Tags darauf räumten die Schwester und ihr Freund weiter auf. Bei der etwas unsanften Behandlung eines mit Kleidung gefüllten Kartons explodierte dieser und verletzte die beiden leicht (Zeitungsartikel hierzu). Nun kam erstmalig der Verdacht auf Sprengstoff auf. Der Entschärfungsdienst des Landeskriminalamts wurde hinzugezogen. Die Fachleute untersuchten die auf den Bauhof verbrachten Pülverchen mit Schnelltests und identifizierten sie als den hochempfindlichen Explosivstoff TATP, der sofort vor Ort durch Sprengung vernichtet wurde. Video hierzu.

Anschließend wurde die Wohnung genauestens durchsucht. Dabei wurden beim Ausräumen des Gerümpels noch weitere Lager mit TATP aufgefunden. Dem Anschein nach ging der Lehrling zudem recht sorglos mit dem hochgefährlichen Stoff um. Daß es noch zu keiner folgenschweren Explosion gekommen war, kann nur als Glück bezeichnet werden. Die Entschärfer transportierten die Gebinde mit den Explosivstoffen vorsichtig zu einem freien Feld und sprengten sie dort. Der Bastler konnte sich nicht mehr genau erinnern, wo er noch überall Explosivstoff versteckt / gelagert hatte. Weil nicht ausgeschlossen werden konnte, daß sich weitere kontaminierte Kleidungsstücke, Möbel oder sonstiges Inventar in der Wohnung befanden, mußte das gesamte Material beschlagnahmt und kontrolliert verbrannt werden. Video hierzu.

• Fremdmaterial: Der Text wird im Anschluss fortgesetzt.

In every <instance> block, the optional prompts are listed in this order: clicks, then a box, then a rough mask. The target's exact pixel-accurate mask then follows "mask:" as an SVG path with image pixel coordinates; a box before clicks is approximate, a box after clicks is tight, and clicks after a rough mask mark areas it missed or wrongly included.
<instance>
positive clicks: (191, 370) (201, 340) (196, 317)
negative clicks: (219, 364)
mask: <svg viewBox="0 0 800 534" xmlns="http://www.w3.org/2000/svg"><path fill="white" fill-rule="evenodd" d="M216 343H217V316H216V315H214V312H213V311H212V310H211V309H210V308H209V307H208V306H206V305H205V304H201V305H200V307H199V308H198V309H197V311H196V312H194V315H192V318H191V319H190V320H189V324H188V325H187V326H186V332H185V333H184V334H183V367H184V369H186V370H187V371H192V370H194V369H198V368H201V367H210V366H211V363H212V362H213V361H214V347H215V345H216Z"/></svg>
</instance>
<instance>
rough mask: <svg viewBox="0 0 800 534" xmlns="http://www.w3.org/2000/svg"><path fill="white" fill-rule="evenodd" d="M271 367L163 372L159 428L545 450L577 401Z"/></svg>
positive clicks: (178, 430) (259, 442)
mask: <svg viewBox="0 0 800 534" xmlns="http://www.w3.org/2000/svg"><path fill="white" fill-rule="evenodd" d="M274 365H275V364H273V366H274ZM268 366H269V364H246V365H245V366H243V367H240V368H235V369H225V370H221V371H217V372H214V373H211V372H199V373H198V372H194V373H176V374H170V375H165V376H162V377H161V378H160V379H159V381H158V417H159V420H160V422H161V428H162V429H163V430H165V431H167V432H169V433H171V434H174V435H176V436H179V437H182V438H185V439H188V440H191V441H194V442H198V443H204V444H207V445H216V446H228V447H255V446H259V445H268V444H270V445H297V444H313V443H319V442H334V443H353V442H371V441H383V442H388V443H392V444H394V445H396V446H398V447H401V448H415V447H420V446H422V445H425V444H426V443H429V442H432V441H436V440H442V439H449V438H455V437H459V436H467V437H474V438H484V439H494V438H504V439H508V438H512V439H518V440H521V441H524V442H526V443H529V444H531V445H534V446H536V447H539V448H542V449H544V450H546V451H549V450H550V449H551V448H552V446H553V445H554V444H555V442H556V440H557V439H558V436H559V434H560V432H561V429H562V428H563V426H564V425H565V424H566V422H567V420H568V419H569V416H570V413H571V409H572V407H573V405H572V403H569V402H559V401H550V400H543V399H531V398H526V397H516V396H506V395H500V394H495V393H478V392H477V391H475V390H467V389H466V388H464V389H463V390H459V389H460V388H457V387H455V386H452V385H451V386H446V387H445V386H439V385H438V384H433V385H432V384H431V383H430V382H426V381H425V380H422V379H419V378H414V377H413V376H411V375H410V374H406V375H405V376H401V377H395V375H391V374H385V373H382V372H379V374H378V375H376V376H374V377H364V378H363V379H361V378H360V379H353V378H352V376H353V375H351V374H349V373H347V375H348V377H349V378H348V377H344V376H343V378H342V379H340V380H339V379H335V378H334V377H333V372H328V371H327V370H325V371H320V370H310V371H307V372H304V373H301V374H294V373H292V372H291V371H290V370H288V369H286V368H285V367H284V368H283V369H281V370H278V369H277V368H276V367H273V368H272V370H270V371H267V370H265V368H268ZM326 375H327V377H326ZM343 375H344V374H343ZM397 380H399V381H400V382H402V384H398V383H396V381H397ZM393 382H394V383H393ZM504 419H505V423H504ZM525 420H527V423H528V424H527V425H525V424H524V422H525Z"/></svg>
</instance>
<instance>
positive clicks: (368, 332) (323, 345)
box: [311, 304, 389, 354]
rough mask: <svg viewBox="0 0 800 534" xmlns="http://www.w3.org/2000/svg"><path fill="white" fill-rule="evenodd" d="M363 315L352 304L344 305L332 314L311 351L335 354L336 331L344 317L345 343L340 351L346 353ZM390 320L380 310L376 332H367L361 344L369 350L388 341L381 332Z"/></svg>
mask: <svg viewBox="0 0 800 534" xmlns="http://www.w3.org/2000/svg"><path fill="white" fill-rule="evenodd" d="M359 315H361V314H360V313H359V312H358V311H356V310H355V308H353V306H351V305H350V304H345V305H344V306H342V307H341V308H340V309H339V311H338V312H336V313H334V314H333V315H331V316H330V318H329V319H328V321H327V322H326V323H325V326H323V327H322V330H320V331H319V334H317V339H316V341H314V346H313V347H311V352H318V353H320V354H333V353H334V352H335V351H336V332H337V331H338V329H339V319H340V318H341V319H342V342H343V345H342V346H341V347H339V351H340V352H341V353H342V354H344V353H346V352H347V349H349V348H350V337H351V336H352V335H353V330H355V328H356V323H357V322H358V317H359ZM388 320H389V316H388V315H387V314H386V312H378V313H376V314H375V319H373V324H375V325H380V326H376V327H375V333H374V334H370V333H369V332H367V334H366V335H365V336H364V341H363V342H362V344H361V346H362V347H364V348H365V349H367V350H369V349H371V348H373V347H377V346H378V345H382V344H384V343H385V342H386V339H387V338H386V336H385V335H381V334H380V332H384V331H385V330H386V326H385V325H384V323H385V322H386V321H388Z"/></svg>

Die Einsatzkosten von Polizei, Feuerwehr und Rettungsdienst werden dem Lehrling wohl in Rechnung gestellt und er bekommt eine Anzeige wegen Verstößen gegen das Sprengstoffgesetz. Zeitungsartikel hierzu.

Acetonperoxid, Quelle: Wikipedia

Acetonperoxid, Quelle: Wikipedia

Der Explosivstoff
Beim Explosivstoff TATP (Acetonperoxid) handelt es sich um einen sehr empfindlichen, in kleinen weißen Kristallen vorliegenden Initialsprengstoff. Er ist so empfindlich, daß bereits der Bruch eines einzigen winzigen Kristalls ausreicht, um die ganze Ladung zu zünden. Zudem setzen sich die Kristalle in Behältern mit Deckel gerne ins Gewinde oder an den Übergang von Gefäß zu Deckel. Wird der Deckel geöffnet, brechen die Kristalle. Es gab bereits etliche Freizeitsprengmeister, die so ihr Leben oder wenigstens ihre Gesundheit (Finger, Hände, Arme, Augenlicht, Gehör) verloren haben. Weil der Stoff so unberechenbar ist, findet er übrigens keine professionelle Anwendung, nur bei Bastlern oder Terroristen erfreut er sich wegen der relativ einfachen Herstellung gewisser Beliebtheit. Es ist keine besonders umfangreiche Laborausrüstung notwendig, kein tieferes Fachwissen und auch die Ausgangsmaterialien sind handelsüblich. Das macht TATP zum beliebten Bastlersprengstoff, der heutzutage praktisch überall angetroffen werden kann wie der vorliegende Fall zeigt. Nur die extremen Gefahren, die davon ausgehen, sind den wenigsten bekannt. Bereits eine Ladung von weniger als drei Gramm, etwa 1/4 einer Filmdosenfüllung, kann einem die Hände zerfetzen.

Fazit
Durch die einfache Herstellung des Explosivstoffes kann praktisch jede Feuerwehr in eine ähnliche Situation kommen. Wenn unbekannte Stoffe im Spiel sind, gerade in einem Hobbylabor, ist diese Gefahr auf jeden Fall zu bedenken. Bereits das Berühren der Beutel mit dem Explosivstoff kann eine Explosion mit lebensgefährlichen Folgen bedeuten. In einem solchen Fall sollte von Seiten des verantwortlichen Führungspersonals keine halben Sachen gemacht und professionelle Unterstützung mit dem Hinweis auf die mögliche Explosivstoffgefahr in Anspruch genommen werden. Die Landeskriminalämter haben für solche Fälle den Entschärfungsdienst, der über jede Polizeidienststelle angefordert werden kann.